Überhaupt fällt nie ein Wort des Unmuts auf der Île-de-la-Suze, hier waltet die Freundlichkeit, und sie hat den Duft von Blaubeertee.

Natürlich übertreibe ich (ein wenig) massiv. Diese Insel ist eigentlich gar keine, aber das ist egal. Ein Inseli ist sie einewäg, emel für uns. Sechs Brücken führen auf diesen Damm, der die Form einer Schlange hat, das Kopfende eine Schleuse, der Schwanz ein 240 Meter langer und 27 Meter hoher, silbern glänzender Bau, Hauptsitz von Swatch, erbaut 2019 vom japanischen Stararchitekten Shigeru Ban. Was hier aber, so dünkt mich, niemanden interessiert. Hauptsache, es gibt diesen Hauch von einem Strand mit Liegebänken aus Holz, eine Buvette, den Spielplatz mit den kahlgeschlagenen Baumstämmen, diese exakt 600 Bäume, welche die Sandwege säumen, darunter nebst Erlen, Birken und Eichen auch Sumpfzypressen, Zitterpappeln und Lederhülsenbäume, sowie die Schilder überall, auf denen steht: «Dieser Platz steht allen Menschen offen.»

 

Und dann die Schüss, das famose Flüsschen, 43 Kilometer lang, das vom Kanton Neuenburg herkommend die Taubenlochschlucht hinunter und von dort quer durch die Stadt in den Bielersee fliesst. Ein befreundeter Fotograf – er lebte davor lange Jahre in Zürich, der arme Tropf – kommt mit seinen beiden Buben hierher, um zu plantschen, und auch Herr Ibrahim steigt an warmen Tagen mit der Familie in den Fluss, Frau und Töchter mitsamt Kleidern und Kopftuch, «das finden die anderen dann lustig», sagt der Syrer, «und wir auch».

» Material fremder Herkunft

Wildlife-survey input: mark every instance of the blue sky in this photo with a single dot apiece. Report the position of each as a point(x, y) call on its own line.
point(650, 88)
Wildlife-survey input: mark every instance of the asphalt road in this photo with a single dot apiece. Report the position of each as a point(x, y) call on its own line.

Überhaupt kommt einem leicht die Idee, das hier sei Biel/Bienne, wie es leibt und lebt: mehrsprachig, weltoffen, schräg, urban (wer wohnt schon in Bern?), kunterbunt und multikulti sowieso, ein bisschen Berlin, in jedem Fall aber eine «ganz, ganz kleine Weltstadt», wie der grosse Robert Walser einst sagte. Und jetzt noch, seit bald zehn Jahren, mit einer eigenen Insel!

Gewiss, anders als in diesen hippen, alternativen Beizen von Biel – Le Singe, Sporting, Atomic, Rotonde, City Bar, etc. – sind die Menschen hier auf der Schüssinsel nicht weiss oder am weissesten, sondern, für SVP-Nasen wohl ein Schreck, ein wahrlich bunter und vielfältiger Haufen wie auch die Leute in den Buslinien 1, 2, 73. Und doch: Das viel zitierte Miteinander unterschiedlicher Kulturen ist hier, wie fast überall, dann doch eher ein Nebeneinander. Was nicht weiter schlimm ist, im Gegenteil. Wer will schon immer aufeinander hocken, wenn es auch mal ausreicht, sich gegenseitig mit Interesse und Wohlgefallen bloss zu beäugen, einander mit einem schlichten «Salut», «Salam» oder «Tschou» zu begrüssen, sich für einen Augenblick des kleinen Glücks zu beschnuppern, fremden Kindern den Ball zurückzuspielen, einem Velo Platz zu machen mit einem eleganten Hüpfer, oder nur schon ein Lächeln hier zu verschenken und eines dort, bis man irgendwann vielleicht zehn davon zurückbekommt.

Und dafür, ehrlich wahr, gibt es keinen anderen, keinen schöneren Ort als diesen hier, Île-de-la-Suze, die Schüssinsel von Biel/Bienne.